[Par Diane HAKIZIMANA]
Le pouvoir Nkurunziza semble plus que jamais décidé à en découdre avec les anciens partenaires du Burundi. Les événements du deuxième week-end d’octobre l’attestent par excellence quand jeunes et cadres affiliés au parti au pouvoir ont manifesté devant les bureaux de l’ambassade du royaume de Belgique à Bujumbura et dans d’autres coins du Burundi pour, je cite, « lancer un message aux pays européens qui soutiennent ceux qui perturbent le pays ». Cela est intervenu 24 heures après que le gouvernement burundais a demandé à Bruxelles, par le biais d’une note verbale, le remplacement de son ambassadeur en poste à Bujumbura. Bruxelles a qualifié de son côté cette décision de « geste inamical ».
Le plus visé de ces partenaires est l’ancienne colonie de la Belgique, le Burundi. Pour commencer, le pouvoir de Bujumbura retire l’agrément de l’ambassadeur de Belgique au Burundi et Bruxelles convoque l’ambassadeur du Burundi en Belgique pour une demande d’explications, c’était ce vendredi 9 octobre. Samedi 10 octobre, les principaux axes du centre-ville de Bujumbura étaient fermés par les forces de l’ordre pour couvrir les jeunes, ainsi que les cadres issus du parti au pouvoir CNDD-FDD qui manifestaient devant les bureaux de l’Union Européenne et de l’ambassade du royaume de Belgique.
Sur les affiches, on pouvait notamment lire « non au néocolonialisme ». Selon Freddy Mbonimpa, maire de la ville de Bujumbura, l’idée était de soutenir les forces de l’ordre qui ne cessent pas de ramener la paix dans le pays et dans ses missions à l’étranger. Mais surtout, de lancer un message à ces pays européens qui, selon ses dires « soutiennent ceux qui veulent perturber l’ordre dans le pays. » Avant ce passage à l’acte, Bujumbura avait tenté de renouer les relations avec ses partenaires de plus en plus réticents après les dernières élections.
Dans une plateforme d’échanges avec les membres du corps diplomatique occidental ce mercredi 7 octobre, le premier vice-président du Burundi a demandé à la communauté internationale de reconnaître les progrès réalisés par le gouvernement burundais, comme la mise en place des nouvelles institutions. Gaston Sindimwo, dans cet échange, a affirmé qu’ « en réalité, décider de suspendre la coopération avec le Burundi signifie apporter un soutien à peine voilé aux détracteurs des institutions démocratiquement élus». Sindimwo a estimé dommage le fait que le gouvernement fasse des efforts pour ramener la paix et que les pays amis du Burundi n’hésitent pas à prendre des sanctions.
Les manifestations de ce week-end traduisent-elles le mécontentement de Bujumbura ?

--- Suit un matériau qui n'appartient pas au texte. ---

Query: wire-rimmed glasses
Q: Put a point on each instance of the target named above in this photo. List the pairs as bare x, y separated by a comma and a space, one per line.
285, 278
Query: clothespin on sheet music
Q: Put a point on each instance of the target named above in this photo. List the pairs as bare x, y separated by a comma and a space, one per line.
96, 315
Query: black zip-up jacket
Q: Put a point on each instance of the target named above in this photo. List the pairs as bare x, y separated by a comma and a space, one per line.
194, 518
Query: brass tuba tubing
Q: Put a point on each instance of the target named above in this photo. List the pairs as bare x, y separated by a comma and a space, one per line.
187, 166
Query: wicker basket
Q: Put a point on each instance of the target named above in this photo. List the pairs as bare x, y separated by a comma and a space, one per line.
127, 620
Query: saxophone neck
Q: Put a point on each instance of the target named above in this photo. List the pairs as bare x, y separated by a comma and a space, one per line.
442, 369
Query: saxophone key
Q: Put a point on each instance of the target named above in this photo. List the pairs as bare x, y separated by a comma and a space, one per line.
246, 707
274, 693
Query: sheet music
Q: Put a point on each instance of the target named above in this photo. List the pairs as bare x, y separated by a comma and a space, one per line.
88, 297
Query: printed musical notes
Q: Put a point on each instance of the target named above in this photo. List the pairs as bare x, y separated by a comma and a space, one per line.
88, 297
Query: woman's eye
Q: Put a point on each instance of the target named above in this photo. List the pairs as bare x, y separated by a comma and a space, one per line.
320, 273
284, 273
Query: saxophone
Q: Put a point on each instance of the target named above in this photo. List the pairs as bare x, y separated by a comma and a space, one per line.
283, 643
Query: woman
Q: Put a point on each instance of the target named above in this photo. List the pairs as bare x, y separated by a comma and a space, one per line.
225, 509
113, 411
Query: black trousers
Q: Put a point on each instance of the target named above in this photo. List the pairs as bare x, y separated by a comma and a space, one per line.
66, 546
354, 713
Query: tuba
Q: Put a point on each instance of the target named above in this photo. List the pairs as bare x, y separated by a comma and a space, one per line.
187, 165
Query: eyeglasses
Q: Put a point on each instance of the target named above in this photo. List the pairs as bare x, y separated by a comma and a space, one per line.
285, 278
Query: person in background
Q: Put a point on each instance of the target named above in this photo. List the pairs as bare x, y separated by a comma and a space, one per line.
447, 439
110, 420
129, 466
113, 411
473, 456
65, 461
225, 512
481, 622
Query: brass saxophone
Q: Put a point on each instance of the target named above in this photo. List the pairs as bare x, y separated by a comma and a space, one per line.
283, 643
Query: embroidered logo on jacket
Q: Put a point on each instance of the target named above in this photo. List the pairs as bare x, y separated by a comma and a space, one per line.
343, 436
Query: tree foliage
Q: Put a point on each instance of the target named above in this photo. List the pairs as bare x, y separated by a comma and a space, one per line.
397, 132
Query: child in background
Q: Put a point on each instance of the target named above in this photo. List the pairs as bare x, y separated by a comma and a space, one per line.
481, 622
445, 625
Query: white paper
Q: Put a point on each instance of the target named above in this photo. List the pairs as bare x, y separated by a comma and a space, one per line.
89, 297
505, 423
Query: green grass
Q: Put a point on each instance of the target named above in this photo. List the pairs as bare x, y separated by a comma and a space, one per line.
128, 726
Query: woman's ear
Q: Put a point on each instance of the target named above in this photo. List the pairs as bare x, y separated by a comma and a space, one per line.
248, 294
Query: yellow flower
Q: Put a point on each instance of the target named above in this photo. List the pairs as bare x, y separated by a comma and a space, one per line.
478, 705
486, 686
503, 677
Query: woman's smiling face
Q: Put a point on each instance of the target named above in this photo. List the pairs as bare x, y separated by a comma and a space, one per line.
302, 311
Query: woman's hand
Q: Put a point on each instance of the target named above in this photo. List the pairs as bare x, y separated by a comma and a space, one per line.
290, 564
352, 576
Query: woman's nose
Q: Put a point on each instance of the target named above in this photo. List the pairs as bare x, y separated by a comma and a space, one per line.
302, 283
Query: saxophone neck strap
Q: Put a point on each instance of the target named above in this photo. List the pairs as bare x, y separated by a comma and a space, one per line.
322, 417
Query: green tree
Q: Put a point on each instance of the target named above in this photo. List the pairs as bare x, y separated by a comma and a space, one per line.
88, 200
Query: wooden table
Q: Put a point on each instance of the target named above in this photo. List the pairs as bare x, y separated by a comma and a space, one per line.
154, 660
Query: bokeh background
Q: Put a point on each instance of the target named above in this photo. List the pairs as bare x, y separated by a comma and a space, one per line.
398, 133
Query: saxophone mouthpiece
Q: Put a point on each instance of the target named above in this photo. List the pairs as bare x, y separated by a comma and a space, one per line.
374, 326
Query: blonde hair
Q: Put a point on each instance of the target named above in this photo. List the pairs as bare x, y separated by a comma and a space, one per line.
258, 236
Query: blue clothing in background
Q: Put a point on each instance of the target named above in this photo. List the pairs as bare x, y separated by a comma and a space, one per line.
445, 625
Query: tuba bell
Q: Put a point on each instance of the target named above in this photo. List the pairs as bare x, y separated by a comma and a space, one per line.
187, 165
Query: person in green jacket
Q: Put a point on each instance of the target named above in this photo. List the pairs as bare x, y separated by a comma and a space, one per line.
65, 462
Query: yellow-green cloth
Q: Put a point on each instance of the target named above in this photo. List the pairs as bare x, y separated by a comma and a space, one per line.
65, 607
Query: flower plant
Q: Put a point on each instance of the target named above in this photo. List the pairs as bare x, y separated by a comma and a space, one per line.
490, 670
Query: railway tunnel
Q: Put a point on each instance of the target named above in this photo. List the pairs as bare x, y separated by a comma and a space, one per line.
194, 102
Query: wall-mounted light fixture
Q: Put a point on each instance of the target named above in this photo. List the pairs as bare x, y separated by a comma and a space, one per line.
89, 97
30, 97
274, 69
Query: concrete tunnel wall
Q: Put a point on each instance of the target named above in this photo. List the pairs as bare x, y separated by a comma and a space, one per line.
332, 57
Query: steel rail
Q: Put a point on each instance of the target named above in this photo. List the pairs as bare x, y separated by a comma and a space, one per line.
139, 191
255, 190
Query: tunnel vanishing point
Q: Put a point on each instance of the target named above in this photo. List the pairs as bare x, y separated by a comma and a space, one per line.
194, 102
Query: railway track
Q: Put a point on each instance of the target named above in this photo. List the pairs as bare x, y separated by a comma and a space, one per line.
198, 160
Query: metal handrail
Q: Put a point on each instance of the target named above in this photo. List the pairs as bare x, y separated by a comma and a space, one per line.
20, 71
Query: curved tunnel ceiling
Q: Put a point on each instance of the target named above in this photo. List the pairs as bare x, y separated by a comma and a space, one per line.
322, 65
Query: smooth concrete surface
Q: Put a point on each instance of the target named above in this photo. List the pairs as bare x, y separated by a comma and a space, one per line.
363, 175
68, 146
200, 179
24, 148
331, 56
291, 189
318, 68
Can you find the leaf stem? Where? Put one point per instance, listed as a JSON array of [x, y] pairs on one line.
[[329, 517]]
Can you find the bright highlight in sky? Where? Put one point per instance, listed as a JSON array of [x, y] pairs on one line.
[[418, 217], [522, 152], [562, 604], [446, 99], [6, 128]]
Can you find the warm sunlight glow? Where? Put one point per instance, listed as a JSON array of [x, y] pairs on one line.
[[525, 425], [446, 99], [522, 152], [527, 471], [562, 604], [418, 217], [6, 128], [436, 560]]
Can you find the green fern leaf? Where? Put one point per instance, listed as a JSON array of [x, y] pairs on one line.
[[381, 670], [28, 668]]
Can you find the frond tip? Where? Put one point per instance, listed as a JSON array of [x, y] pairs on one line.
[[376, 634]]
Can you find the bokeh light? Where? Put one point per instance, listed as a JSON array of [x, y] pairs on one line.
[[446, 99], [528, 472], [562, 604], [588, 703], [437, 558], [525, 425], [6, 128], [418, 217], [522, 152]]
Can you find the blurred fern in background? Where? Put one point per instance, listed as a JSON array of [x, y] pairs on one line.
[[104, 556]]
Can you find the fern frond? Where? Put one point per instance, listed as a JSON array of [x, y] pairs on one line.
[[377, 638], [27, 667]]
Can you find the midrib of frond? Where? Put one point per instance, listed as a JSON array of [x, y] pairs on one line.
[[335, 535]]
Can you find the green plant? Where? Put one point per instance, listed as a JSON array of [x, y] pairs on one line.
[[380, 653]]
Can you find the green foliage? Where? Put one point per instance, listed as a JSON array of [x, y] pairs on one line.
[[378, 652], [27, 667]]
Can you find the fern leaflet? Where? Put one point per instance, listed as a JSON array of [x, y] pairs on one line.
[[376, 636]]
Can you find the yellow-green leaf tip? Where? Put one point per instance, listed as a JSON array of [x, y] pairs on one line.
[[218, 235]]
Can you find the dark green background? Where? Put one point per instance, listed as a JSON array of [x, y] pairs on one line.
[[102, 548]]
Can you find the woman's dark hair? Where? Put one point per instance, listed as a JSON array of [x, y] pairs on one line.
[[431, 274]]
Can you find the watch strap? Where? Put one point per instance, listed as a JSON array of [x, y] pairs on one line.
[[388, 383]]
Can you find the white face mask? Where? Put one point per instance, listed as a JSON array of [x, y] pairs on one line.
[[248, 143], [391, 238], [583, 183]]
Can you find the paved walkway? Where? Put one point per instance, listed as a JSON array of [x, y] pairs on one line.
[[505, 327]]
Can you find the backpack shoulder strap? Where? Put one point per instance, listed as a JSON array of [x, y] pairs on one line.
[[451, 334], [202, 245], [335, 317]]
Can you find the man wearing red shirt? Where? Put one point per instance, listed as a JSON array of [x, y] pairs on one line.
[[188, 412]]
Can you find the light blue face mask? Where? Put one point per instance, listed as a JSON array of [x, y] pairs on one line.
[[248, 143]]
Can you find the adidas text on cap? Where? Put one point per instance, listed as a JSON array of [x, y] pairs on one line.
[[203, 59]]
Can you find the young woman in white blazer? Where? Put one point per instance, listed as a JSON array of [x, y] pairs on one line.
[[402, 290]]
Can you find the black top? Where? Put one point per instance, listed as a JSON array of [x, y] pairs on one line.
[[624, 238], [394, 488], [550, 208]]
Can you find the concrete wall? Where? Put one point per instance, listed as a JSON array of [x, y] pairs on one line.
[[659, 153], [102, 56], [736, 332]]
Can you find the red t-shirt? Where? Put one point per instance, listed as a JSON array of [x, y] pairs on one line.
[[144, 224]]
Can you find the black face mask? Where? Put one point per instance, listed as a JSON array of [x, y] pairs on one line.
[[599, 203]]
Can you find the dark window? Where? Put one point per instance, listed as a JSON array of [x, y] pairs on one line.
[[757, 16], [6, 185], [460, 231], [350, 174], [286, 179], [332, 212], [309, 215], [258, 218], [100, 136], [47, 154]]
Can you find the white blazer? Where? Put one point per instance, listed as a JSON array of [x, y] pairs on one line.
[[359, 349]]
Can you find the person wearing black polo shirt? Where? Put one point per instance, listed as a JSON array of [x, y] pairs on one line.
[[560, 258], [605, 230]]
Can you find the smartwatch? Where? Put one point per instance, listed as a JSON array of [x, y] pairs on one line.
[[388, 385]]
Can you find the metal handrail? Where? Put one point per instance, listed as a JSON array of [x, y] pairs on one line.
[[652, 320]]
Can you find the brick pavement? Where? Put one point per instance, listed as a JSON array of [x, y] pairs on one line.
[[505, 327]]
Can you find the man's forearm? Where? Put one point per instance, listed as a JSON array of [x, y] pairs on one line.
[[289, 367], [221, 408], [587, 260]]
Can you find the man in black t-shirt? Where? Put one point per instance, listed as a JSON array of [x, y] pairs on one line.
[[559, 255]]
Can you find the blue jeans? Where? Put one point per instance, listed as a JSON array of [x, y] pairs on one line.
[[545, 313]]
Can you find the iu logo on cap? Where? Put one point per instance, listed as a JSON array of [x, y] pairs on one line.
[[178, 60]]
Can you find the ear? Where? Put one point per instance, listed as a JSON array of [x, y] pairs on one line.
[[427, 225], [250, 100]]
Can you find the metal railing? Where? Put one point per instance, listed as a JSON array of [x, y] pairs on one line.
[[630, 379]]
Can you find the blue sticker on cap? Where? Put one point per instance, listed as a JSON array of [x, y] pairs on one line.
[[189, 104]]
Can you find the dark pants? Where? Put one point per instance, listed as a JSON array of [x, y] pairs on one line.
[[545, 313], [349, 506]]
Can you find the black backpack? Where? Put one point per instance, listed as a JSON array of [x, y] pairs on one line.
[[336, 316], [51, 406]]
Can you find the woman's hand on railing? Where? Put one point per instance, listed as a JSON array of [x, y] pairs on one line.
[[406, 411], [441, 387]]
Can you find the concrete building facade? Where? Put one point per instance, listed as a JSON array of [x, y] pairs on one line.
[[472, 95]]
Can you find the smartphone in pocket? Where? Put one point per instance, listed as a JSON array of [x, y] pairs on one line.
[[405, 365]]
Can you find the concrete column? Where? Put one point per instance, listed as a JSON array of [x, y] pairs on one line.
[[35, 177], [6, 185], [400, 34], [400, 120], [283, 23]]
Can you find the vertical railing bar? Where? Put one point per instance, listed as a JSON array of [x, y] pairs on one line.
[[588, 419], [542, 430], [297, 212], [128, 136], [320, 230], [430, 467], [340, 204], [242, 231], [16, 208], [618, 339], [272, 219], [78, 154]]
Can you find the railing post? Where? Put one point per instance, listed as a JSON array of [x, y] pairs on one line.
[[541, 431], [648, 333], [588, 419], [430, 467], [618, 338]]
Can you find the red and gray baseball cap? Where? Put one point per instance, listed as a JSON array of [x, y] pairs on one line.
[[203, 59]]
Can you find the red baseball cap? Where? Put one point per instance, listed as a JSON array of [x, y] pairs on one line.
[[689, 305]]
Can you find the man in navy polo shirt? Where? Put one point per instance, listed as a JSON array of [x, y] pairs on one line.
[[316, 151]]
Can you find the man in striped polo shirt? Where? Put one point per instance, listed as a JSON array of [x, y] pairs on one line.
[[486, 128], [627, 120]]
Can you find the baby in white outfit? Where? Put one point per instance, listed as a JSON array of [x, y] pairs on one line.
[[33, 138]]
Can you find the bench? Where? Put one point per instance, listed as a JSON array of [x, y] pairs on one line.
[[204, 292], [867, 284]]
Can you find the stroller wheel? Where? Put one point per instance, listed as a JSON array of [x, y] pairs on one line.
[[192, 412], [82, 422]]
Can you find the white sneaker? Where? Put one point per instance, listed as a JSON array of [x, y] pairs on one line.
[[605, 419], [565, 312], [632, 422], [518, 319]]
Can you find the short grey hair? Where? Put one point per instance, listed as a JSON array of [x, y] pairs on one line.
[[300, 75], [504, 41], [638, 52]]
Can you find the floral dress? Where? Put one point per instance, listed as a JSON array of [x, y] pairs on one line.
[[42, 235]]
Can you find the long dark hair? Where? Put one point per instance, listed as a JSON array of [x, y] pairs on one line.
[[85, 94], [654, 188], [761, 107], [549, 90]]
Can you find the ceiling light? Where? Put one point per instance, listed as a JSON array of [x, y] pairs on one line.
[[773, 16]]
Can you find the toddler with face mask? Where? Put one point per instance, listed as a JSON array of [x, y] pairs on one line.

Ces manifestations sont une réplique à la dernière déclaration de l’Union Européenne. Cette dernière dénonçait la spirale de violence qui affecte fortement la sécurité du Burundi après la réélection du président Pierre Nkurunziza. Plusieurs cas d’assassinats, de tortures et de détentions arbitraires sont enregistrés surtout dans les quartiers de Bujumbura qui se sont investis dans les manifestations contre le troisième mandat de Nkurunziza, jugé « anticonstitutionnel » par ses opposants.
« Il est impératif que la violence cesse et qu’il soit mis fin au climat d’impunité. Cela passe par l’ouverture urgente d’un dialogue inclusif, ouvert à toutes les forces politiques et prenant en compte les initiatives régionales en cours », a rappelé la mission locale de l’UE dans cette déclaration. L’Union Européenne a assuré que les responsables de ces cas de violations des Droits de l’Homme devront répondre de leurs actes. C’est dans ce sens que 4 des officiers burundais, reconnus comme ayant pris part dans ces actes, se sont vus retirer le droit de voyager dans l’espace Schengen et leurs biens gelés par l’Union Européenne.
De surcroît, l’UE, la Belgique en tête, a récemment suspendu plusieurs de ses projets de coopération avec le Burundi en attendant l’ouverture et l’issue des négociations entre l’Union Européenne et le Burundi dans le cadre de l’article 96 de l’Accord de Cotonou. Ce dernier met au cœur du partenariat le respect de tous les Droits de l’Homme, des libertés fondamentales et des principes démocratiques.
Ces manifestations traduisent-elles donc le mécontentement de Bujumbura ? Dans tous les cas, devant la représentation diplomatique de la Belgique, un des assistants du ministre de l’Intérieur burundais a lâché : « le gouvernement soutient les 4 officiers interdits de voyage dans l’espace Schengen et il est contre le gel de leurs avoirs ». Nous demandons à l’Union Européenne de suspendre ces sanctions et que les aides promises pour le développement soient déboursées dans les plus brefs délais ! ».